Boeing argues that Delta got these airplanes for $19.6 million each. The problem? That’s 75 percent lower than the plane’s list price — and according to Boeing, some 40 percent lower than Bombardier’s true production costs, which it estimates at $33.2 million each.

Boeing eventually filed a trade complaint, made possible by the U.S. Anti-Dumping Act of 1916, with the Commerce Department and the U.S. International Trade Commission. The complaint accuses Bombardier of using subsidies to “dump” its product into the U.S. market.

3. How has the Trump administration responded?

Trump’s Commerce Department has come down hard on Bombardier. After reviewing Boeing’s complaint, it slapped Bombardier with a 300 percent anti-dumping duty, to be collected when the airplanes are imported into the United States. This effectively raises the price of each airplane to close to its list price. Although Delta Air Lines is meant to pay the tariffs, the airline has indicated it is unwilling to do so.

However, Commerce’s decision only takes effect if the U.S. International Trade Commission — a U.S. government agency that can act against unfair trade practices — also agrees that Canada did unfairly subsidize the planes. Such a decision would require Boeing to prove that it was harmed by Bombardier’s receipt of subsidies or its below-cost sales. That decision is expected in 2018.

4. Was Boeing harmed?

Bombardier argues that Boeing had long abandoned the market served by the C series and that therefore the Chicago-based company could not have been harmed. Delta Air Lines and many industry analysts agree.

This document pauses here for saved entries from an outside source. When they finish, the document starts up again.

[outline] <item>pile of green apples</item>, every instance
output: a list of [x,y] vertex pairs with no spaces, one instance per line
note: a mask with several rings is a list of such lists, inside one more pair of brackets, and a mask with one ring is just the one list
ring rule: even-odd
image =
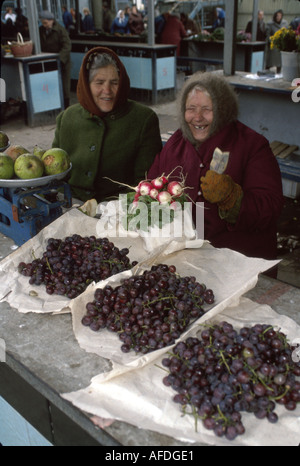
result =
[[[6,142],[7,146],[8,138]],[[8,145],[4,152],[0,152],[0,179],[2,180],[14,178],[29,180],[58,175],[68,168],[70,168],[69,155],[58,147],[44,150],[35,145],[33,151],[29,152],[25,147],[13,144]]]

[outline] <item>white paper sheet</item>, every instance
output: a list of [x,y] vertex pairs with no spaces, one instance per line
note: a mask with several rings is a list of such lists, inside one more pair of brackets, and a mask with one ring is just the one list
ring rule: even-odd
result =
[[[213,322],[227,320],[235,328],[256,323],[278,326],[289,340],[299,338],[300,327],[292,319],[277,314],[267,305],[260,305],[241,298],[236,306],[228,307],[214,316]],[[193,334],[197,334],[195,327]],[[172,401],[175,392],[163,385],[166,375],[161,369],[162,356],[143,368],[103,382],[96,376],[82,390],[62,394],[62,397],[92,415],[127,422],[142,429],[169,435],[184,442],[208,445],[252,445],[252,446],[297,446],[300,439],[299,407],[287,411],[276,406],[279,421],[270,424],[266,419],[258,420],[253,414],[242,413],[246,428],[244,435],[234,441],[218,438],[198,422],[197,432],[192,416],[182,416],[177,404]],[[122,400],[122,401],[121,401]]]
[[[43,285],[30,285],[29,278],[18,272],[18,265],[21,261],[32,262],[34,257],[41,257],[49,238],[63,239],[75,233],[99,237],[97,226],[97,219],[85,215],[78,209],[71,209],[3,259],[0,262],[0,300],[7,301],[11,307],[23,313],[70,312],[69,298],[49,295]],[[102,234],[104,236],[105,232]],[[119,248],[128,247],[131,261],[141,261],[147,257],[143,242],[139,238],[114,238],[114,244]],[[37,296],[30,296],[31,291],[35,291]]]
[[[248,258],[230,249],[216,249],[209,243],[204,243],[199,249],[184,249],[170,255],[162,253],[156,258],[150,258],[137,267],[136,273],[149,269],[154,263],[165,263],[175,265],[181,276],[195,276],[198,282],[204,283],[215,294],[214,305],[206,305],[204,309],[208,312],[197,321],[204,322],[223,311],[227,306],[232,306],[238,302],[244,293],[255,286],[258,274],[277,262]],[[128,274],[130,275],[130,271]],[[94,332],[81,323],[86,312],[86,304],[93,301],[96,288],[103,287],[107,283],[116,286],[121,278],[123,278],[122,275],[116,275],[113,280],[108,279],[106,282],[90,286],[70,303],[73,330],[81,348],[107,358],[113,363],[112,371],[99,375],[103,380],[143,367],[156,358],[158,353],[148,353],[142,356],[136,355],[134,352],[124,354],[120,350],[121,341],[117,334],[106,329]],[[183,336],[189,334],[190,331],[191,327],[184,332]],[[160,353],[165,352],[164,349],[159,351]]]

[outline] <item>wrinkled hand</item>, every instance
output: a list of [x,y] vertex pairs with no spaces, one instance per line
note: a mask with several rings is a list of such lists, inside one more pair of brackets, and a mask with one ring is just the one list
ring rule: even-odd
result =
[[229,175],[208,170],[200,180],[204,198],[222,210],[230,210],[242,195],[242,188]]

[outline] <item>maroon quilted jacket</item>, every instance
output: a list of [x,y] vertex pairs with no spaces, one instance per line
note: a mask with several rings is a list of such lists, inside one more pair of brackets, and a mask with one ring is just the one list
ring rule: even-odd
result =
[[[243,189],[238,220],[229,224],[218,214],[218,207],[207,202],[200,177],[209,170],[215,148],[230,152],[225,173]],[[196,149],[181,130],[168,140],[148,172],[153,179],[182,167],[187,193],[194,202],[204,203],[204,236],[214,247],[230,248],[249,257],[276,259],[277,220],[283,207],[281,174],[265,137],[239,121],[226,125]],[[178,180],[177,168],[170,179]]]

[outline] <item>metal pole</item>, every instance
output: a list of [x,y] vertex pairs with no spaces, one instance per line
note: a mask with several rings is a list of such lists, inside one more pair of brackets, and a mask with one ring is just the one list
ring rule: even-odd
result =
[[38,26],[38,12],[36,7],[36,0],[27,0],[27,17],[29,26],[29,36],[34,44],[34,54],[41,53],[40,33]]
[[253,0],[252,30],[251,30],[252,42],[256,41],[257,12],[258,12],[258,0]]
[[75,14],[76,14],[76,26],[75,31],[76,34],[80,32],[80,11],[79,11],[79,1],[75,0]]
[[154,0],[148,0],[148,45],[155,45]]
[[235,48],[238,0],[225,1],[226,18],[224,34],[224,74],[231,76],[235,73]]
[[102,0],[92,0],[92,11],[96,29],[102,29]]

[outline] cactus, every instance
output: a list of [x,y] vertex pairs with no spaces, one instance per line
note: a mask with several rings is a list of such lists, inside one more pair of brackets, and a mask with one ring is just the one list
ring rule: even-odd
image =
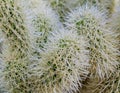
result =
[[[118,42],[120,42],[120,7],[116,9],[116,12],[112,15],[112,17],[109,19],[108,25],[111,30],[113,30],[116,33],[116,39]],[[120,48],[120,45],[118,45],[118,48]]]
[[27,28],[33,35],[31,38],[34,44],[34,54],[40,58],[40,51],[43,50],[47,37],[62,25],[47,2],[43,0],[22,0],[18,3],[26,15]]
[[119,7],[0,0],[0,93],[119,93]]
[[108,17],[110,17],[115,12],[115,9],[119,3],[119,0],[95,0],[95,4],[99,8],[107,11]]
[[[18,57],[25,56],[28,47],[28,37],[23,24],[22,14],[14,0],[0,0],[0,29],[11,44],[11,51],[18,51]],[[17,24],[17,25],[16,25]],[[27,41],[27,42],[26,42]],[[16,50],[17,49],[17,50]]]
[[0,83],[7,93],[26,93],[29,37],[16,0],[0,0],[0,33],[4,36]]
[[89,41],[91,73],[103,78],[114,72],[118,65],[115,37],[106,29],[104,13],[85,5],[69,13],[66,21],[68,29],[86,36]]
[[65,21],[65,15],[71,9],[78,7],[86,2],[86,0],[46,0],[51,7],[58,13],[61,22]]
[[4,61],[5,63],[2,65],[4,68],[0,69],[2,90],[5,93],[28,93],[28,59],[9,59],[9,61],[4,59]]
[[103,4],[103,7],[108,9],[109,14],[113,14],[115,12],[116,7],[119,4],[119,0],[110,0],[110,1],[108,1],[108,0],[104,1],[103,0],[101,3]]
[[60,30],[49,37],[41,60],[31,69],[33,93],[73,93],[86,79],[89,68],[85,42],[72,31]]
[[59,14],[61,22],[65,22],[65,15],[76,7],[84,5],[86,2],[100,9],[104,9],[109,16],[114,13],[116,6],[120,3],[119,0],[46,0],[49,1],[52,8]]
[[66,0],[47,0],[52,8],[58,13],[60,21],[64,21],[64,16],[68,8],[65,6]]
[[120,70],[103,80],[88,80],[82,93],[120,93]]

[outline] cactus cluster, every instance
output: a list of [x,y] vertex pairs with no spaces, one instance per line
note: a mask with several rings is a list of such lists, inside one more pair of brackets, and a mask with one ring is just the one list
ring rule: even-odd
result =
[[120,0],[0,0],[0,93],[120,93]]
[[[61,29],[49,37],[41,59],[32,64],[35,93],[71,93],[78,90],[89,71],[85,42],[76,33]],[[40,89],[38,89],[38,87]]]

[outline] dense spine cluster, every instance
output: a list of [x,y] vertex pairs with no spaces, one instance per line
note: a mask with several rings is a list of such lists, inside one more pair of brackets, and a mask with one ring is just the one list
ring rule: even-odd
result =
[[[11,45],[11,51],[20,52],[19,57],[25,56],[28,47],[28,37],[22,14],[14,0],[0,1],[0,29]],[[18,49],[18,50],[16,50]]]
[[120,93],[120,0],[0,0],[0,93]]
[[108,78],[99,80],[88,79],[81,93],[119,93],[120,92],[120,70],[116,70]]
[[65,15],[71,9],[74,9],[86,2],[86,0],[46,0],[50,3],[51,7],[56,11],[59,15],[59,19],[61,22],[65,21]]
[[[120,7],[116,8],[115,13],[109,19],[108,25],[114,31],[116,40],[120,43]],[[120,44],[117,47],[120,48]]]
[[106,29],[104,13],[97,7],[85,5],[69,13],[66,21],[68,29],[84,35],[89,41],[91,73],[103,78],[114,72],[118,64],[115,37]]
[[60,30],[49,37],[39,63],[33,66],[34,93],[73,93],[88,75],[85,42],[72,31]]
[[0,82],[7,93],[26,93],[29,64],[28,32],[16,0],[0,0],[0,31],[4,36]]
[[32,45],[34,54],[40,57],[40,52],[47,43],[47,38],[51,32],[62,27],[57,19],[57,15],[47,2],[42,0],[22,0],[19,1],[22,11],[26,15],[26,25],[30,33],[32,33]]

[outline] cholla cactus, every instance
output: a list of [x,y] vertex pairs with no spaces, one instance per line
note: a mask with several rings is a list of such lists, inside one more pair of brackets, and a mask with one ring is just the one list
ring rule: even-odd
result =
[[[116,33],[116,38],[120,42],[120,7],[116,9],[116,12],[109,19],[109,28]],[[118,44],[118,48],[120,45]]]
[[0,93],[119,93],[119,7],[0,0]]
[[116,6],[120,3],[119,0],[46,0],[49,1],[54,10],[59,14],[61,22],[65,21],[65,15],[71,9],[80,7],[86,2],[89,5],[96,5],[100,9],[104,9],[108,16],[114,13]]
[[94,86],[93,93],[120,93],[120,69]]
[[116,7],[119,5],[119,0],[95,0],[96,5],[99,8],[105,9],[107,11],[108,16],[111,16],[114,12]]
[[47,0],[50,5],[52,6],[52,8],[54,10],[56,10],[56,12],[58,13],[59,17],[60,17],[60,21],[64,21],[64,16],[66,11],[69,10],[68,7],[66,7],[66,0]]
[[70,11],[70,9],[74,9],[75,7],[78,7],[86,2],[86,0],[46,0],[50,3],[52,8],[58,13],[60,17],[60,21],[64,22],[64,18],[67,12]]
[[73,93],[88,75],[84,40],[72,31],[60,30],[49,37],[45,51],[31,69],[33,93]]
[[9,40],[11,51],[18,51],[18,57],[25,56],[29,43],[28,35],[15,0],[0,0],[0,3],[0,29]]
[[[6,37],[3,33],[2,35]],[[28,58],[18,58],[19,51],[11,52],[11,44],[3,39],[0,54],[0,91],[2,93],[28,92]]]
[[[102,4],[104,5],[103,7],[106,7],[108,9],[108,12],[110,14],[113,14],[116,10],[116,7],[119,5],[119,0],[103,0]],[[102,5],[101,4],[101,5]]]
[[66,21],[68,29],[86,36],[89,41],[91,73],[103,78],[114,72],[118,64],[115,37],[106,29],[104,13],[85,5],[69,13]]
[[[29,37],[16,0],[0,0],[0,33],[4,36],[0,87],[7,93],[26,93]],[[3,82],[3,83],[2,83]]]
[[43,0],[21,0],[18,3],[26,15],[27,28],[33,35],[31,38],[33,37],[33,44],[35,44],[35,54],[40,57],[40,51],[44,48],[47,37],[62,25],[47,2]]
[[80,93],[120,93],[120,70],[102,80],[88,79],[81,90]]
[[9,58],[5,57],[5,59],[0,62],[2,63],[2,68],[0,69],[0,88],[5,93],[28,93],[28,59],[6,59]]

The reality is more complicated. Boeing and Bombardier do produce different types of airplanes. But production purpose often takes a back seat to sales price. For example, United Airlines was previously interested in buying Bombardier’s jets. These airplanes would have helped the carrier better serve smaller passenger markets. Yet United ultimately chose Boeing airplanes because of price — even though the planes it bought were larger than the airline needed. Put simply, price matters. Therefore, Boeing’s claim that it lost business owing to subsidies may have merit.

Critics of the U.S. aerospace giant see a double standard. Boeing, they argue, has long benefited from direct and indirect state support. One U.K. lawmaker recently called Boeing the “king of corporate welfare” and a “subsidy junkie.”

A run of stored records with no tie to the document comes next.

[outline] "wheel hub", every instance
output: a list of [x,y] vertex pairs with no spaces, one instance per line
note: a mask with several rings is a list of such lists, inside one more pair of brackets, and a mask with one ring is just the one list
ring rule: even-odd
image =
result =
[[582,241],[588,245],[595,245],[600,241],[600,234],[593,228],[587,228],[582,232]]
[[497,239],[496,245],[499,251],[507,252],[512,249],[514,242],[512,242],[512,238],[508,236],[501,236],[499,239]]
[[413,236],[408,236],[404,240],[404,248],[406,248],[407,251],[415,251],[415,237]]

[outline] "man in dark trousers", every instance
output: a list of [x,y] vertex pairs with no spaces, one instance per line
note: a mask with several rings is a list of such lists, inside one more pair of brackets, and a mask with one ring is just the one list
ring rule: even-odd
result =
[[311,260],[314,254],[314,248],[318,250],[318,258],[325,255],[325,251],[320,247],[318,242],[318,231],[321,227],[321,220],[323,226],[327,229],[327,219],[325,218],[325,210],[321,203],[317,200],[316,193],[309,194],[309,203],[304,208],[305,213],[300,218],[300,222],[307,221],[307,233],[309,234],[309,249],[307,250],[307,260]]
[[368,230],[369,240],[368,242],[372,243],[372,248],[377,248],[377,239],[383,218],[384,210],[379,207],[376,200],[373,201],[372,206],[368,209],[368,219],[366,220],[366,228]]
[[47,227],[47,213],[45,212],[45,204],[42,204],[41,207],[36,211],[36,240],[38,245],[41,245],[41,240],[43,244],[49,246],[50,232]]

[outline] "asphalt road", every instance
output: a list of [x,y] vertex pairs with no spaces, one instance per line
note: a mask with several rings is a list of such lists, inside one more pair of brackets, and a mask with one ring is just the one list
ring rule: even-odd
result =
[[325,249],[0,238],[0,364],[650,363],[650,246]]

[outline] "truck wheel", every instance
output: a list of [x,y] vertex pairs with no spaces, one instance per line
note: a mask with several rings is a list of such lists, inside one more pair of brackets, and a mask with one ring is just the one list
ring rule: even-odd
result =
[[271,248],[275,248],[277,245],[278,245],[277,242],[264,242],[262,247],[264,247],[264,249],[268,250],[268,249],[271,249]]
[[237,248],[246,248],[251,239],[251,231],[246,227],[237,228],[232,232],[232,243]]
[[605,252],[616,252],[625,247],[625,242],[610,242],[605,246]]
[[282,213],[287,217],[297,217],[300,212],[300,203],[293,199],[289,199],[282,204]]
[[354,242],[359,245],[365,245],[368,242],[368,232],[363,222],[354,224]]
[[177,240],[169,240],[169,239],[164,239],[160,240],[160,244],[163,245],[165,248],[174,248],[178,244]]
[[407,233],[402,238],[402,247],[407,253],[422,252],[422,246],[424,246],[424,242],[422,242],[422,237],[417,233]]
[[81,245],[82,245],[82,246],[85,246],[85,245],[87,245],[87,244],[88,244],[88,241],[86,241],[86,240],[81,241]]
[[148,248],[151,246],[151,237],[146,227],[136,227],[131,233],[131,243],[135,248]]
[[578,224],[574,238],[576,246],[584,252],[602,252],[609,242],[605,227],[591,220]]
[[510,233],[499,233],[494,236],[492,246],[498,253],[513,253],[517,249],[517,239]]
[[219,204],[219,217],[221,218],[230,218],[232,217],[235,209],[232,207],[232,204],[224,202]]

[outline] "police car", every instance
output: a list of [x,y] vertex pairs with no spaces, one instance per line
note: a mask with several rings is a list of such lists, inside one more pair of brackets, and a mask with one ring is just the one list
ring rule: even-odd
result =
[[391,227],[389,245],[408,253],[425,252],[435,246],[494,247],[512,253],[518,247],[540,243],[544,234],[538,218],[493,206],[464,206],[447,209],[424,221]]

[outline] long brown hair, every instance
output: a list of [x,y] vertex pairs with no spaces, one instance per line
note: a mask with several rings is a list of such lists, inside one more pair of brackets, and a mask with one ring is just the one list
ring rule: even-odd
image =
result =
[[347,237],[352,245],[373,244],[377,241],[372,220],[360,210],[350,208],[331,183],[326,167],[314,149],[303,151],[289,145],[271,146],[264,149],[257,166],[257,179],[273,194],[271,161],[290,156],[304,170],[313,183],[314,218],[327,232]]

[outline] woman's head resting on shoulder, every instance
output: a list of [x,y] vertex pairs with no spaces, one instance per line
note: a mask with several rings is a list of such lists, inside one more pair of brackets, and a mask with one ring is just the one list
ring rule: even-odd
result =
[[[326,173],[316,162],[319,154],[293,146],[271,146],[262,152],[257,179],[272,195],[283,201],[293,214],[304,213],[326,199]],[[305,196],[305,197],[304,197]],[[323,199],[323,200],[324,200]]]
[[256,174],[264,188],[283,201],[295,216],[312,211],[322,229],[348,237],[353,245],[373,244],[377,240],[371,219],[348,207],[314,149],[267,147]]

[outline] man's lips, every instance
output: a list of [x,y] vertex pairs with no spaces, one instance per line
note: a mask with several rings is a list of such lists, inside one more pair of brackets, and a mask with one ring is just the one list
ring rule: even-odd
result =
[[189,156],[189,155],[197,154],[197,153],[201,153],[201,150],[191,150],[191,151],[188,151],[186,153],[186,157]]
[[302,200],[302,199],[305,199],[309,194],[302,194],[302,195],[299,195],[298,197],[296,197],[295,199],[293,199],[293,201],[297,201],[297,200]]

The feud has fueled tensions among the United States, Canada and the United Kingdom. Both Canada and the United Kingdom have threatened to not purchase military aircraft from Boeing until the dispute is resolved. Both countries stand to lose thousands of jobs should the C series deal fall through. The United States isn’t in the clear either. Bombardier’s supply chains extend deep into the United States and the company employs over 23,000 Americans. A diplomatic resolution is important than ever.

 Ashley Nunes is a research scientist at MIT’s Center for Transportation and Logistics.